Why the CIMPL acquisition will help Upland
This context brings us to the real ingenuousness of the Cimpl acquisition. In the typical quiet financial days of August when everyone is away on vacation, Upland Software announced an accretive acquisition of Cimpl with a purchase price of $23.1M in cash and a $2.6M cash holdback payable in 12 months. Upland expects the acquisition to generate annual revenue of approximately $8M, of which $7.4M is recurring. The keyword buried within all of those financial statistics is “accretive” which means their strategy is to help increase natural growth.
Upland already has an impressive complementary portfolio of profitable software solutions. A closer look at the acquisition of Cimpl shows how Upland is formulating a solution strategy to manage all aspects of the Information and Communication Technology business operations.
The strategic value of the Cimpl acquisition becomes very clear when you recognize that Upland is the first company to combine an IT Financial Management platform (ITFM), ComSci, with an IT Expense Management-based solution (ITEM), Cimpl. Upland already owns additional complementary solutions such as a document and workflow automation, a BI platform, customer engagement platform, and a knowledge-based platform. With these components, Upland is working to create an industry-leading ERP-type solution framework to automate, manage, & rationalize all aspects of ICT business operations.

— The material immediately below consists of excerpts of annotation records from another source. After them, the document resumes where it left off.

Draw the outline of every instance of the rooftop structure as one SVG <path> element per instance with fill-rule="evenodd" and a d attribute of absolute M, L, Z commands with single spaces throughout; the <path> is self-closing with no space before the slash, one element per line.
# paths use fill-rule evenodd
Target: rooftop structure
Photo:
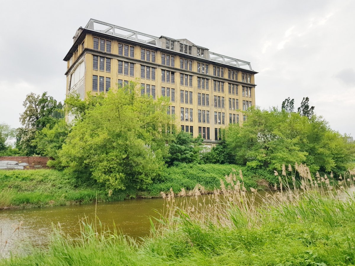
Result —
<path fill-rule="evenodd" d="M 95 94 L 140 79 L 141 93 L 170 97 L 182 130 L 215 143 L 221 129 L 255 104 L 250 63 L 186 39 L 154 36 L 91 19 L 64 58 L 66 93 Z M 211 104 L 210 104 L 210 101 Z M 229 118 L 229 119 L 228 119 Z"/>

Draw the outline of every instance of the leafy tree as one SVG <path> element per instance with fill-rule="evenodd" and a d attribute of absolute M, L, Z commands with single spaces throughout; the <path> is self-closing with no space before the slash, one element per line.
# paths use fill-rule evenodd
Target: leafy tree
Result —
<path fill-rule="evenodd" d="M 13 129 L 7 124 L 0 123 L 0 154 L 7 155 L 7 151 L 12 147 L 7 141 L 15 136 L 15 131 Z"/>
<path fill-rule="evenodd" d="M 311 118 L 314 113 L 314 106 L 310 107 L 309 98 L 308 97 L 303 97 L 303 100 L 301 102 L 301 106 L 297 109 L 297 112 L 301 115 L 307 117 L 308 118 Z"/>
<path fill-rule="evenodd" d="M 196 138 L 190 133 L 181 131 L 176 138 L 169 144 L 168 163 L 170 165 L 182 163 L 198 162 L 202 149 L 203 139 L 201 136 Z"/>
<path fill-rule="evenodd" d="M 110 90 L 86 111 L 59 152 L 62 166 L 116 189 L 143 188 L 158 175 L 175 120 L 167 98 L 141 97 L 137 85 Z"/>
<path fill-rule="evenodd" d="M 282 102 L 281 109 L 284 110 L 287 113 L 293 112 L 295 109 L 295 99 L 290 100 L 289 97 Z"/>
<path fill-rule="evenodd" d="M 345 138 L 321 117 L 275 108 L 248 113 L 242 127 L 230 125 L 226 131 L 226 143 L 237 163 L 272 170 L 297 162 L 313 171 L 339 173 L 354 158 Z"/>
<path fill-rule="evenodd" d="M 26 155 L 40 154 L 35 140 L 37 132 L 47 125 L 51 128 L 64 118 L 63 105 L 44 92 L 28 94 L 23 105 L 25 110 L 20 118 L 23 127 L 17 130 L 16 146 Z"/>
<path fill-rule="evenodd" d="M 26 128 L 40 130 L 64 118 L 62 104 L 47 92 L 42 95 L 31 92 L 26 95 L 22 105 L 25 110 L 20 115 L 20 122 Z"/>
<path fill-rule="evenodd" d="M 62 118 L 53 126 L 51 127 L 48 124 L 42 130 L 37 132 L 32 143 L 35 145 L 38 153 L 55 160 L 49 161 L 52 166 L 59 166 L 58 153 L 61 149 L 70 128 L 70 125 Z"/>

Although both ITFM and ITEM support the ICT business operations, they focus on different aspects. ITFM is predominately used on the front end to manage budgets and on a monthly basis to support internal billing/chargeback activities and leveraged by the IT CFO office whereas ITEM solutions like Cimpl are used by analysts and operational managers because they focus on managing the high volumes of transactional operations and data throughout the month, including provisioning and payment of leased services such as both landline and mobile communication services and now the ever-expanding array of cloud services.

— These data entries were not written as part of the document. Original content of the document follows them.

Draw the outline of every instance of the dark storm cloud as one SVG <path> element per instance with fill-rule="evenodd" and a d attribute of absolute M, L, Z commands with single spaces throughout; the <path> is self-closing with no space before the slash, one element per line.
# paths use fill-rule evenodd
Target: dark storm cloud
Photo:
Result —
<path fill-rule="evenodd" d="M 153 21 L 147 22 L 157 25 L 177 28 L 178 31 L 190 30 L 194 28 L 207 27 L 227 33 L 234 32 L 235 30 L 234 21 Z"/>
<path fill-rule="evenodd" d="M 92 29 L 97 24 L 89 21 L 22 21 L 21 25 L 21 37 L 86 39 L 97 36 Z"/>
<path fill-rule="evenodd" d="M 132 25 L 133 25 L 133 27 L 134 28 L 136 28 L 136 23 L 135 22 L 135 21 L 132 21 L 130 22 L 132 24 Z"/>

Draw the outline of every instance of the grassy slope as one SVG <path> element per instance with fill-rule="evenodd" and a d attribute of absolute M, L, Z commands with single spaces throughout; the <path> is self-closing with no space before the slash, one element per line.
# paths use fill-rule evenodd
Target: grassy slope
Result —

Looking Forward: Our Recommendations
In this context, take the following recommendations into account based on this acquisition.

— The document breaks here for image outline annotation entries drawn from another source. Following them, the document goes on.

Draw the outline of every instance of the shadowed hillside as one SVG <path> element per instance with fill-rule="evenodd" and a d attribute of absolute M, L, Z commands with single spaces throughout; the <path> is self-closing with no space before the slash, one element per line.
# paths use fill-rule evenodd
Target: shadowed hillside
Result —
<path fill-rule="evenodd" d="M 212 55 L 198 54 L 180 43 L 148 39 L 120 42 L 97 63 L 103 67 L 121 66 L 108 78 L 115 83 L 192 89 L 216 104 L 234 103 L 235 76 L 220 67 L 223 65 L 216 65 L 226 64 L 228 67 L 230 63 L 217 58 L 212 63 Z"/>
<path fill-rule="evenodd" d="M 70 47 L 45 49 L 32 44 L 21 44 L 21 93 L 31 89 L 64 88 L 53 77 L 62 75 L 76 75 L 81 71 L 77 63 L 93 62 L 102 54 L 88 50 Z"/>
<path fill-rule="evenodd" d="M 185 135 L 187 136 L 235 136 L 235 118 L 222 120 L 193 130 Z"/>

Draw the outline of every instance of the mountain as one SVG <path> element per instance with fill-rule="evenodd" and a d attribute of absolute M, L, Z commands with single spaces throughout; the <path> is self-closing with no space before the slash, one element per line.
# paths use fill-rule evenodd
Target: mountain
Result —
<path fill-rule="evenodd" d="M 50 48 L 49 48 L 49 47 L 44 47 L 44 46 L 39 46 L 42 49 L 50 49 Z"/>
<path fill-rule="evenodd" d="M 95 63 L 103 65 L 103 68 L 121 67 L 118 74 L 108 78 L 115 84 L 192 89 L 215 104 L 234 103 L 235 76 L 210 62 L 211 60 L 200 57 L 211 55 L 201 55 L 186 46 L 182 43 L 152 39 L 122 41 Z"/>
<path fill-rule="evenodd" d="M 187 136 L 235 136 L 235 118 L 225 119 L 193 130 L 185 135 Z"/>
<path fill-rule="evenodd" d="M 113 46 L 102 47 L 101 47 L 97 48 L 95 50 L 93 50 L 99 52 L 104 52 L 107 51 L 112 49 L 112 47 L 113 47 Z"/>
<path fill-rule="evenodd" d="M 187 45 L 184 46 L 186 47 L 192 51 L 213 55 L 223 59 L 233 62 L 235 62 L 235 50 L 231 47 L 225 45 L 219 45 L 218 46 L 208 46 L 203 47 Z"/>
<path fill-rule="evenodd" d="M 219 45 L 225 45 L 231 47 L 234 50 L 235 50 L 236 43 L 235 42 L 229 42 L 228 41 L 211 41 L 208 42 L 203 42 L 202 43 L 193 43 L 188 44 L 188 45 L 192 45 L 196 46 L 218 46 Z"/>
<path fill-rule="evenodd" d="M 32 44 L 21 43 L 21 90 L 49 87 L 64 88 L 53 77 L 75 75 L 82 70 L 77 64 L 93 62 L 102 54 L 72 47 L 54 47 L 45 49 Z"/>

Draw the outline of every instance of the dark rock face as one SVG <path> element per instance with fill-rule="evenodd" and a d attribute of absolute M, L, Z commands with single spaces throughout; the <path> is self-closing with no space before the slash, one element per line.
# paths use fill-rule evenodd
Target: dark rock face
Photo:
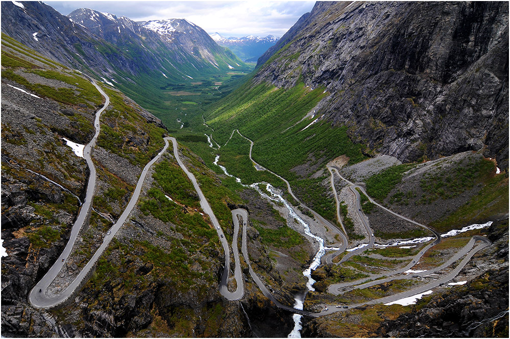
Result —
<path fill-rule="evenodd" d="M 508 167 L 507 4 L 318 6 L 255 81 L 324 86 L 319 114 L 402 161 L 483 149 Z"/>

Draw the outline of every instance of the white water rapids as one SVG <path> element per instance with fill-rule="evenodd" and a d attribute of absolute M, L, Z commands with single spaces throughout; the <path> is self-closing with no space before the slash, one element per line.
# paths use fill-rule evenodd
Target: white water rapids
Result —
<path fill-rule="evenodd" d="M 212 147 L 212 146 L 211 146 Z M 245 187 L 249 187 L 252 188 L 254 189 L 262 196 L 262 198 L 272 200 L 273 201 L 280 202 L 283 204 L 284 206 L 288 210 L 289 214 L 296 220 L 301 226 L 303 226 L 303 230 L 304 231 L 305 234 L 309 236 L 310 237 L 315 239 L 319 243 L 319 250 L 315 255 L 315 257 L 313 258 L 313 260 L 312 261 L 311 263 L 310 264 L 310 266 L 308 268 L 303 271 L 303 275 L 308 278 L 308 281 L 306 283 L 306 287 L 308 288 L 308 290 L 306 293 L 303 294 L 302 295 L 296 296 L 295 298 L 295 300 L 296 301 L 294 303 L 294 307 L 297 309 L 303 309 L 303 303 L 304 301 L 304 298 L 306 296 L 306 293 L 310 290 L 315 290 L 315 289 L 313 287 L 314 283 L 315 281 L 312 279 L 311 277 L 311 271 L 313 270 L 317 269 L 319 265 L 321 264 L 321 258 L 322 256 L 326 253 L 326 251 L 328 250 L 338 250 L 339 249 L 335 247 L 327 247 L 324 246 L 324 239 L 320 236 L 315 235 L 311 232 L 310 230 L 310 227 L 305 222 L 305 221 L 301 219 L 294 211 L 294 209 L 288 203 L 286 200 L 285 200 L 283 198 L 279 193 L 276 192 L 276 189 L 271 184 L 268 184 L 267 183 L 255 183 L 252 184 L 251 185 L 247 185 L 242 184 L 241 182 L 241 179 L 239 178 L 234 177 L 227 171 L 227 168 L 225 166 L 222 166 L 221 165 L 218 164 L 218 160 L 220 160 L 220 156 L 216 155 L 216 158 L 214 159 L 214 162 L 213 163 L 216 166 L 218 166 L 222 169 L 223 173 L 225 174 L 226 175 L 228 176 L 231 178 L 235 178 L 235 181 Z M 266 194 L 263 192 L 259 187 L 259 185 L 265 185 L 266 190 L 269 192 L 271 196 Z M 294 313 L 293 316 L 293 319 L 294 320 L 294 328 L 293 329 L 292 331 L 289 333 L 287 337 L 289 338 L 300 338 L 301 337 L 301 333 L 299 331 L 301 329 L 301 317 L 302 316 L 301 314 Z"/>

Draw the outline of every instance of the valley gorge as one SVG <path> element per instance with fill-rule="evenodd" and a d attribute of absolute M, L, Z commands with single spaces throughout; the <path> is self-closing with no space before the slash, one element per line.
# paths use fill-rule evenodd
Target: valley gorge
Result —
<path fill-rule="evenodd" d="M 2 14 L 3 336 L 507 335 L 507 3 Z"/>

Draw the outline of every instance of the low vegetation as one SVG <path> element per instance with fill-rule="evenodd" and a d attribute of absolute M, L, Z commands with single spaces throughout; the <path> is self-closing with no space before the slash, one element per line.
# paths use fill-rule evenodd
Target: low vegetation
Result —
<path fill-rule="evenodd" d="M 404 172 L 413 166 L 412 164 L 402 164 L 392 166 L 380 173 L 367 179 L 367 193 L 372 198 L 383 201 L 390 192 L 402 181 Z"/>

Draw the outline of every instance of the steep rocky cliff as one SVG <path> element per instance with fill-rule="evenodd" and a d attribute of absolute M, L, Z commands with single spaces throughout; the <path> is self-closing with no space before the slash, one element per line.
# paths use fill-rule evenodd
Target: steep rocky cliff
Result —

Expect other leading TEM, ITFM, CEM/CMP (Cloud Expense Management and Cloud Management Platform) solution providers to develop competitive solution frameworks that bring multiple IT categories together from a finance and expense management perspective.
ICT managers need to evolve and transform their solution to due diligence approach beyond pursuing and leveraging independent ITFM, ITEM, CEM/CMP solutions to choosing solutions with comprehensive IT management frameworks. As IT continues to become increasingly based on subscriptions, project-based spend, and on-demand peak usage across a variety of categories, ICT managers should aim towards having a single management control plane for finance and expenses rather than depend on a variety of management solutions
Real-time management is the future of IT expense management. The next levels of operational efficacy will be underpinned by more comprehensive real-time insight that helps organizations understand the most optimal way to acquire, configure and consume inter-related cloud services and pay their invoices. This will require insights on usage, project management, service management and real-time status updates associated with expense and finance. By combining financial and operational data, ICT managers will have greater insights into the current and ongoing ROI of technology under management.